日暮山・お礼登山

  あまり気乗りしないYaさんだったが、私にとってこの日の日暮山は意義深い。
 昨冬、連日の雪掻きで傷めた腰が無理したためか脊椎管凶狭索症なる病名が点いてしまい、10m以上連続して歩けなくなった。10以上歩けないということは、運動のほとんどができないということである。一時は、老後といわれるレッテルを貼られ、その時間を家で過ごさなければならないのかという暗澹たる思いも抱いた。
 効き目のない治療を止めたら少しずつ散歩の距離を伸ばせるようななった、傷みが薄れてきたから歩けるようになったのか、歩いたから傷みが薄れたのかはわからない。とにかく少し自信がついたとき、「そろそろ歩こうか」とYaさんから電話があった。1時間は歩けるくらいになっていたから「行く」とは言ったものの「かんたんなところ」と付け加えた。そこで決まったのが日暮山だった。
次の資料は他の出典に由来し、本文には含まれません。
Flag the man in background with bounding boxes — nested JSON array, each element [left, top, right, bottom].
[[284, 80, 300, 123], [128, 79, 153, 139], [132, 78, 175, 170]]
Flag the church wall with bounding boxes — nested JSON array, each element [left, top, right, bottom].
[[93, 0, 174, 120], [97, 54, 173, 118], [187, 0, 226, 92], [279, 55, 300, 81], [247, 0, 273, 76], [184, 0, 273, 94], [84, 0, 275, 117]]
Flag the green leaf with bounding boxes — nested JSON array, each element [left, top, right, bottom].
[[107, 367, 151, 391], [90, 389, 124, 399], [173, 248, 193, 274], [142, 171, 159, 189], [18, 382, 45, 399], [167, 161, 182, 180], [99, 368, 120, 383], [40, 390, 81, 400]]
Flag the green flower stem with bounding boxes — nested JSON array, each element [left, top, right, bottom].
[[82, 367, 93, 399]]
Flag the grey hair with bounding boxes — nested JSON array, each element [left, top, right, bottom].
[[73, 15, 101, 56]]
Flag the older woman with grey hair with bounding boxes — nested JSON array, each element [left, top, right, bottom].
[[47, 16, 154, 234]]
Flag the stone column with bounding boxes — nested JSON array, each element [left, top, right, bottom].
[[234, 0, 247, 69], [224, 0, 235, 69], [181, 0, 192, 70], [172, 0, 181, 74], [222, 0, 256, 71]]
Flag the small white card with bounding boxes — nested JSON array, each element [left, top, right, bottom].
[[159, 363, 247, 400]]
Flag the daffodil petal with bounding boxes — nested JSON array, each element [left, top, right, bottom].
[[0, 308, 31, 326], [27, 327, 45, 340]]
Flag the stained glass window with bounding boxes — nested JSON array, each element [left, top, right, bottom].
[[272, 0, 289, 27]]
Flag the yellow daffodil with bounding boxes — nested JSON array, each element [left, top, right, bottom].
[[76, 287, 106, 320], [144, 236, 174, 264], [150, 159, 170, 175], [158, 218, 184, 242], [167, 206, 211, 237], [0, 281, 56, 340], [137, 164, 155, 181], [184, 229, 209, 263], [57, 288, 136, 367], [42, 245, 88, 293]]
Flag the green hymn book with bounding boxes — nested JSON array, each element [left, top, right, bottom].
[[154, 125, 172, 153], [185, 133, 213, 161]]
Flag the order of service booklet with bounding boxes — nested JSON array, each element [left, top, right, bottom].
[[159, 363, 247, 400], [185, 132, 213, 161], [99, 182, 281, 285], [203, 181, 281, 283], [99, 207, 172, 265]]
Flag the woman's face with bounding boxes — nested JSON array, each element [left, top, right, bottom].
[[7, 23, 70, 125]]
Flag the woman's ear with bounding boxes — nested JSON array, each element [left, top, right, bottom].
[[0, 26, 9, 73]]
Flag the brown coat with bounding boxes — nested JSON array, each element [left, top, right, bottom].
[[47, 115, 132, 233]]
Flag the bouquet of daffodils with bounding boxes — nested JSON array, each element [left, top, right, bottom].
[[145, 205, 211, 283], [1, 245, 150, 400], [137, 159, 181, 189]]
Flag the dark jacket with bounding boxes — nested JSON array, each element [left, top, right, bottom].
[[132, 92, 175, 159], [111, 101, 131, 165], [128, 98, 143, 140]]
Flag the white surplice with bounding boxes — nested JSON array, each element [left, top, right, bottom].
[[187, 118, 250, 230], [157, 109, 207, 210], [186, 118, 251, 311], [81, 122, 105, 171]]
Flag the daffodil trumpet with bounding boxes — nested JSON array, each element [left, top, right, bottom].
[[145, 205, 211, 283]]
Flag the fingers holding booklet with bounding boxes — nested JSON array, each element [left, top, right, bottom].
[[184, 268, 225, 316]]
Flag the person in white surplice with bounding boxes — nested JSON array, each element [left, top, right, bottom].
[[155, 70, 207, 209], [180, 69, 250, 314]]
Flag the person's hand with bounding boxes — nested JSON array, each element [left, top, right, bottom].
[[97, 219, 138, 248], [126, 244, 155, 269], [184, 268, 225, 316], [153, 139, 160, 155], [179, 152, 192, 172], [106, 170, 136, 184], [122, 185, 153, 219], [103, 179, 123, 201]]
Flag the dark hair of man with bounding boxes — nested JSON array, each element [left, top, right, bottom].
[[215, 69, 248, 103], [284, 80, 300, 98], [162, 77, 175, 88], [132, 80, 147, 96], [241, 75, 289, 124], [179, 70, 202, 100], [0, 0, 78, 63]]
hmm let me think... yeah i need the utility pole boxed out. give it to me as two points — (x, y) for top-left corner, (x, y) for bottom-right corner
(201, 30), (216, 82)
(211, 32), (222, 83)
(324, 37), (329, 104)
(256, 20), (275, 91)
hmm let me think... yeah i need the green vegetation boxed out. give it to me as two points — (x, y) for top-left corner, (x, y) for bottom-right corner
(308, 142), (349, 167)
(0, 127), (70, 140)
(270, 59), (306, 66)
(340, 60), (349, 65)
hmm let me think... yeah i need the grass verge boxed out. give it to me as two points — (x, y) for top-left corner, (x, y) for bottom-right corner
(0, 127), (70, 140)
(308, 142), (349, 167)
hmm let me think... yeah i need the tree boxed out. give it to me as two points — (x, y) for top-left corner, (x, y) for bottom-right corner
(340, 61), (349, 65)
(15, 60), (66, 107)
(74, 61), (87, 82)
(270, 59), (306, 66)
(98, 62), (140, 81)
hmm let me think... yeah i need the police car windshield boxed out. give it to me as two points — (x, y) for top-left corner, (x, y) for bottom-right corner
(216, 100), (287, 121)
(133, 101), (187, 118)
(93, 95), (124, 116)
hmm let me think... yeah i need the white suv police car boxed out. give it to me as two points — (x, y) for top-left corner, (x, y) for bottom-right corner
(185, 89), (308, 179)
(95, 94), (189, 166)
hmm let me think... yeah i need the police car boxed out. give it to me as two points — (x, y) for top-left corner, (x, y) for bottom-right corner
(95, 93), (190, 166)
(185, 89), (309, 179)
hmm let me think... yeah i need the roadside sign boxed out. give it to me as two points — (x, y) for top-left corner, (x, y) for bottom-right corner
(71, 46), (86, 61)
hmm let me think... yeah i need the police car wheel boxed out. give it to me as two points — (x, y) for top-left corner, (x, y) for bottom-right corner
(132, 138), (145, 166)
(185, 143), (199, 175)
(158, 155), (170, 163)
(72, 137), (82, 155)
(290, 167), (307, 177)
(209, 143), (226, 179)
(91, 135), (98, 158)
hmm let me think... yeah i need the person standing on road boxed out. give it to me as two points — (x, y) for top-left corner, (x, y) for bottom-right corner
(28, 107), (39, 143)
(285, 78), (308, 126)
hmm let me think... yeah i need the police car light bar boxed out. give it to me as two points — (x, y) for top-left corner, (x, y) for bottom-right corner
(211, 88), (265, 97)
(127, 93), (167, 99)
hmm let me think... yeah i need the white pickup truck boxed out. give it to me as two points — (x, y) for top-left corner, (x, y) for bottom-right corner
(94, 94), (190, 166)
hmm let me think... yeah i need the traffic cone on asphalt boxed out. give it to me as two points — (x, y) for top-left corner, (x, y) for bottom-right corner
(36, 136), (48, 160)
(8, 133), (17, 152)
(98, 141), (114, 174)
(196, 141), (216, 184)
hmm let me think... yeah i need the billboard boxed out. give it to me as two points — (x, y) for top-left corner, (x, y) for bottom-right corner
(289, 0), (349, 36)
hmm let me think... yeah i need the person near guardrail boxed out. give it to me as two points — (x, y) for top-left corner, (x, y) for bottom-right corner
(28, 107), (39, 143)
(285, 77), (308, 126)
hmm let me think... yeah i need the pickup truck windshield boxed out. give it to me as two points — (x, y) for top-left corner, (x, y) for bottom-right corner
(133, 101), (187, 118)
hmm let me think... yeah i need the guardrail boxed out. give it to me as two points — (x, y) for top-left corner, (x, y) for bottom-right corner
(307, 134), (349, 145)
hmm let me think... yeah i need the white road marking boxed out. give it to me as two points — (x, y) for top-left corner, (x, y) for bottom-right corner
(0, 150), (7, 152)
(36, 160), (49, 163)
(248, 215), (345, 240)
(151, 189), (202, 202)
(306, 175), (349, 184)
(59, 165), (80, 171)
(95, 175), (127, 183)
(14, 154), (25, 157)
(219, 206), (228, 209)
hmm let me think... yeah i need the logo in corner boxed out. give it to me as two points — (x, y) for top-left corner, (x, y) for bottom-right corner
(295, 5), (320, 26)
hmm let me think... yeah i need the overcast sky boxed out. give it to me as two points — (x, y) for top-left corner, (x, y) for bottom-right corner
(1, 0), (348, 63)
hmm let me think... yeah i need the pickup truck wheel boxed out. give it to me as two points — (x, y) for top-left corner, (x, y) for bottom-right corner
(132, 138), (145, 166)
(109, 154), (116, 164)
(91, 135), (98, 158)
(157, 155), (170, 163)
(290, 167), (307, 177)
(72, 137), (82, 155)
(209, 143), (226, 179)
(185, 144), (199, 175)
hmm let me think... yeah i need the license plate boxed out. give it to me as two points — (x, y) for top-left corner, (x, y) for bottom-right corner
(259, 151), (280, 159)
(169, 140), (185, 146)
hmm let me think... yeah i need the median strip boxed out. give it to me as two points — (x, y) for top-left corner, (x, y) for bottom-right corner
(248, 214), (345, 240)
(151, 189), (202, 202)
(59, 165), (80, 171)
 登る前は、こんなところ登れないようだったら山歩きはもうできないなと悲壮な思いで登り始めたのを覚えている。頂上近く、腰は全く何事もなく、2ヶ月のブランクでダレきっていた尻の筋肉が突然の山歩きに悲鳴を上げていた。心地よい痛みだった。帰りの温泉で、「よかったー」と思ったものである。
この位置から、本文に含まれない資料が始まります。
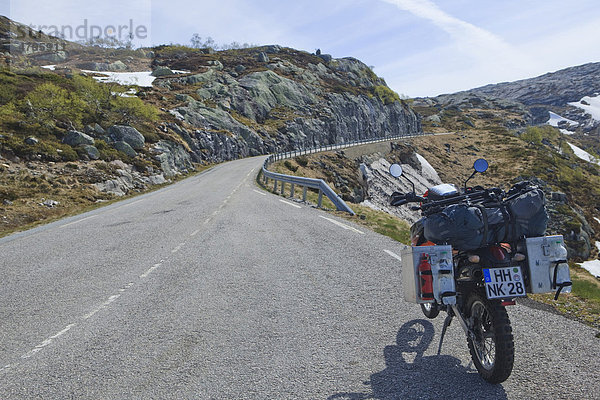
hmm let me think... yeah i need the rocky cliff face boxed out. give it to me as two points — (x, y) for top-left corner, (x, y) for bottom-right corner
(152, 47), (421, 163)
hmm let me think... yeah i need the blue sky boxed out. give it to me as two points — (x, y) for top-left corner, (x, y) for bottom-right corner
(4, 0), (600, 97)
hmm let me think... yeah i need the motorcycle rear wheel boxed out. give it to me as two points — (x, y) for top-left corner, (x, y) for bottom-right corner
(466, 293), (514, 384)
(420, 302), (440, 319)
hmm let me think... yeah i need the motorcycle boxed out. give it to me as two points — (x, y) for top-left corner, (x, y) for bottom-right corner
(388, 159), (572, 383)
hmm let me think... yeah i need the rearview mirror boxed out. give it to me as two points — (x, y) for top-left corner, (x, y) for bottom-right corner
(473, 158), (489, 173)
(389, 163), (403, 178)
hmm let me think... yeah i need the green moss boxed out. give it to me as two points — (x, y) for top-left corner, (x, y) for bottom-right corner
(520, 125), (560, 145)
(373, 85), (400, 105)
(363, 67), (378, 83)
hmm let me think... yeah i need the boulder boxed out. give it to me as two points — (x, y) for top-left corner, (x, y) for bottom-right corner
(152, 140), (194, 177)
(175, 93), (195, 103)
(84, 123), (106, 136)
(257, 52), (269, 63)
(186, 69), (217, 85)
(82, 145), (100, 160)
(33, 51), (67, 63)
(77, 62), (109, 71)
(24, 137), (38, 145)
(207, 60), (223, 70)
(551, 192), (568, 203)
(41, 199), (59, 208)
(151, 66), (174, 77)
(264, 45), (281, 54)
(112, 141), (137, 158)
(318, 53), (333, 63)
(63, 130), (95, 146)
(108, 125), (145, 150)
(109, 60), (127, 71)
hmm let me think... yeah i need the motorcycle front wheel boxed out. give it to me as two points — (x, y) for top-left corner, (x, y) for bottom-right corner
(466, 293), (514, 384)
(420, 302), (440, 319)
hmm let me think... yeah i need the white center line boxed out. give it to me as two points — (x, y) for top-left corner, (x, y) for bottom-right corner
(172, 243), (185, 253)
(384, 249), (403, 262)
(190, 229), (201, 236)
(253, 189), (267, 196)
(21, 323), (77, 359)
(319, 216), (365, 235)
(59, 215), (97, 229)
(83, 294), (122, 320)
(140, 263), (162, 279)
(279, 199), (301, 209)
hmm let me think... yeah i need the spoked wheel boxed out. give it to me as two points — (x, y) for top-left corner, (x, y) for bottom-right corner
(466, 293), (514, 384)
(420, 302), (440, 319)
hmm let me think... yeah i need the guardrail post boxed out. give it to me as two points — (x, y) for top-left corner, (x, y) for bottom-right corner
(290, 183), (295, 198)
(317, 190), (323, 208)
(274, 180), (278, 192)
(280, 182), (285, 194)
(303, 186), (307, 202)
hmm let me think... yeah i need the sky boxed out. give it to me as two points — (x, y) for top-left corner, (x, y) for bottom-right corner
(3, 0), (600, 97)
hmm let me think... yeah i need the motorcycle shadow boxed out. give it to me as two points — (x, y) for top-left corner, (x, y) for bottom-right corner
(329, 319), (508, 400)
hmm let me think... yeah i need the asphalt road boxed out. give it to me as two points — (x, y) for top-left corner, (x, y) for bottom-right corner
(1, 156), (599, 399)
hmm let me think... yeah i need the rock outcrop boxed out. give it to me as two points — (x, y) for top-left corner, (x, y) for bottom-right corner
(156, 51), (421, 164)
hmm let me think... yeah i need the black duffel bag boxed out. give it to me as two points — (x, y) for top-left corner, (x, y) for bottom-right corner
(423, 185), (548, 251)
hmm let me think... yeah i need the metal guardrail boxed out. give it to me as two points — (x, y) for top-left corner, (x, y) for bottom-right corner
(260, 133), (428, 215)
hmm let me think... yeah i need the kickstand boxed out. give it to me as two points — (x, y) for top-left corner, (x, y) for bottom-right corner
(437, 309), (454, 355)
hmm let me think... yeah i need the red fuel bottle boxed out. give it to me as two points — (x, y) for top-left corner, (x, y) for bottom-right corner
(418, 253), (434, 301)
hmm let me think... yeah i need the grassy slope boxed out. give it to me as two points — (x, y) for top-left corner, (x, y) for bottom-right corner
(0, 66), (199, 237)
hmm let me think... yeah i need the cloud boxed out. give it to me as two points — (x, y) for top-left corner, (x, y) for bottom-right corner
(381, 0), (510, 50)
(377, 0), (539, 95)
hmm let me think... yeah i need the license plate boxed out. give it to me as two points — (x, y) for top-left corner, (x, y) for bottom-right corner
(483, 267), (526, 299)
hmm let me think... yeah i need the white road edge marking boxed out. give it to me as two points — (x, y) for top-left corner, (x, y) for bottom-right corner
(384, 249), (403, 262)
(191, 229), (201, 236)
(279, 199), (301, 209)
(253, 189), (267, 196)
(319, 216), (364, 235)
(59, 215), (97, 229)
(112, 199), (144, 212)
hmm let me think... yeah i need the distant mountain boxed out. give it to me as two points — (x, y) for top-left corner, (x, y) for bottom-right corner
(469, 62), (600, 107)
(416, 62), (600, 137)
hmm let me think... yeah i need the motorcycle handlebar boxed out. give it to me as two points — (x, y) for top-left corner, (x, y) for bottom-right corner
(390, 186), (507, 213)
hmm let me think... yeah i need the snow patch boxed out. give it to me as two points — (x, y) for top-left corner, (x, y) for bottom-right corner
(596, 241), (600, 253)
(41, 65), (56, 70)
(569, 94), (600, 122)
(82, 70), (156, 87)
(546, 111), (578, 128)
(595, 217), (600, 225)
(580, 260), (600, 278)
(415, 153), (440, 183)
(567, 142), (600, 165)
 今日はお礼のつもりで登らせてもらった。のぼりも下りもあっという間で、全員物足りない思いだったが、一昨日降った戻り雪が、風のたびに枝垂雪となって落下する中を気持よく歩いた。物足りないと思うほど、あの腰の苦痛を忘れてしまうほど歩けるようになったことにニヤニヤしながら歩いていた。